Abstract
The relationship between pH and enzyme catalytic activity, especially the optimal pH (pHopt) at which enzymes function, is critical for biotechnological applications. Hence, computational methods to predict pHopt will enhance enzyme discovery and design by facilitating accurate identification of enzymes that function optimally at specific pH levels, and by elucidating sequence-function relationships. In this study, we proposed and evaluated various machine-learning methods for predicting pHopt, conducting extensive hyperparameter optimization, and training over 11,000 model instances. Our results demonstrate that models utilizing language model embeddings markedly outperform other methods in predicting pHopt. We present EpHod, the best-performing model, to predict pHopt, making it publicly available to researchers. From sequence data, EpHod directly learns structural and biophysical features that relate to pHopt, including proximity of residues to the catalytic center and the accessibility of solvent molecules. Overall, EpHod presents a promising advancement in pHopt prediction and will potentially speed up the development of enzyme technologies.

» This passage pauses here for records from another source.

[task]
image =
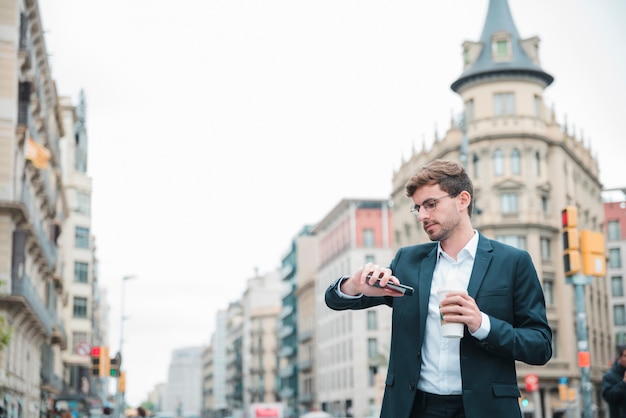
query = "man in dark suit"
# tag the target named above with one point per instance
(501, 307)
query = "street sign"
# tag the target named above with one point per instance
(83, 349)
(532, 382)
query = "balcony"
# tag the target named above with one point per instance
(286, 351)
(33, 217)
(305, 365)
(285, 331)
(287, 371)
(23, 291)
(305, 336)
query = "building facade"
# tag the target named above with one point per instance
(288, 333)
(352, 347)
(183, 390)
(32, 209)
(307, 260)
(615, 216)
(526, 167)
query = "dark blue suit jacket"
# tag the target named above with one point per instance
(505, 285)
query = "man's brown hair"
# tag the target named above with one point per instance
(449, 175)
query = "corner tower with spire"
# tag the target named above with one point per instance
(525, 167)
(500, 53)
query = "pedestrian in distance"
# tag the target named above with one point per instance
(499, 302)
(614, 385)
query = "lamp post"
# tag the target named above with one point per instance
(120, 395)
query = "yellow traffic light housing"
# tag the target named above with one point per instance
(121, 384)
(592, 250)
(95, 360)
(105, 361)
(571, 241)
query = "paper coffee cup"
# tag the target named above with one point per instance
(450, 329)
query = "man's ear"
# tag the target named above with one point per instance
(465, 199)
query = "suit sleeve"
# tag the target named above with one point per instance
(338, 303)
(613, 389)
(525, 334)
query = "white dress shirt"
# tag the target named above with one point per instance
(441, 365)
(441, 361)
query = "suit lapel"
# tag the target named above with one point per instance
(481, 264)
(426, 273)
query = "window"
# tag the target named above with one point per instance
(618, 315)
(83, 202)
(613, 230)
(372, 348)
(368, 238)
(372, 322)
(537, 106)
(517, 241)
(503, 104)
(476, 160)
(81, 237)
(81, 272)
(80, 307)
(508, 203)
(469, 111)
(498, 162)
(546, 249)
(371, 378)
(537, 163)
(466, 56)
(548, 291)
(555, 346)
(502, 48)
(516, 167)
(617, 286)
(615, 258)
(77, 338)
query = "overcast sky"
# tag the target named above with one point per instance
(218, 129)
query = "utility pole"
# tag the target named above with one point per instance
(120, 392)
(583, 258)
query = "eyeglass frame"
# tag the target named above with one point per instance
(429, 204)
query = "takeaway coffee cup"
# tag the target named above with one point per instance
(453, 329)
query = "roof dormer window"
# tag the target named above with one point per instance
(501, 47)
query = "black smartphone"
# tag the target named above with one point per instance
(402, 288)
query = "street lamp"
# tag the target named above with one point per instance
(120, 395)
(123, 316)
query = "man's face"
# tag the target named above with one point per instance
(439, 221)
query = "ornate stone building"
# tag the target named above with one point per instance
(526, 167)
(32, 208)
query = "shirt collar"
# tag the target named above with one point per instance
(468, 251)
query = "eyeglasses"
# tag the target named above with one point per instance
(429, 205)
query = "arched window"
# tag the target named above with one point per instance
(537, 163)
(516, 167)
(498, 163)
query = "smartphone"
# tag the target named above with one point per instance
(402, 288)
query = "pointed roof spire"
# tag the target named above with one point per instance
(502, 52)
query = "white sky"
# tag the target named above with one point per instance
(218, 129)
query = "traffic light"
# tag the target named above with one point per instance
(114, 365)
(121, 384)
(571, 241)
(114, 368)
(95, 360)
(592, 251)
(104, 361)
(99, 361)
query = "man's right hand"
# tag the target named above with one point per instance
(363, 280)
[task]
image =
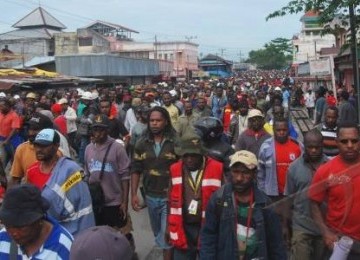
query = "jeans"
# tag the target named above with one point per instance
(158, 219)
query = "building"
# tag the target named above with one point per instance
(32, 37)
(216, 66)
(308, 43)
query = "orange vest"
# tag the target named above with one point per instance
(211, 181)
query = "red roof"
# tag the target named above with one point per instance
(311, 13)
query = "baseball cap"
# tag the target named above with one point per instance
(245, 157)
(40, 121)
(101, 121)
(46, 137)
(100, 242)
(62, 101)
(31, 95)
(87, 95)
(56, 108)
(23, 205)
(255, 113)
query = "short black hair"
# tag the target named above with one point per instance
(346, 124)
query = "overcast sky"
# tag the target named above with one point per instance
(227, 26)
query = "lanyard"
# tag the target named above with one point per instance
(196, 185)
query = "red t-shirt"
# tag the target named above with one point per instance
(286, 153)
(36, 177)
(9, 122)
(60, 122)
(332, 183)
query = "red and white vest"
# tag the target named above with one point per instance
(211, 181)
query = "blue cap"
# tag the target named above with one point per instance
(46, 137)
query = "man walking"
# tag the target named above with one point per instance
(60, 180)
(306, 241)
(238, 223)
(153, 155)
(193, 180)
(337, 182)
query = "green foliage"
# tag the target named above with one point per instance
(274, 55)
(328, 9)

Competing Interest Statement
DM is an advisor for Dyno Therapeutics, Octant, Jura Bio, Tectonic Therapeutics, and Genentech, and a cofounder of Seismic Therapeutics. CS is an advisor for CytoReason Ltd. GTB is an advisor for Bluestem Biosciences and Samsara Eco. The remaining authors declare no competing interests.
Footnotes
We have revised the entire paper based on constructive reviewer feedback.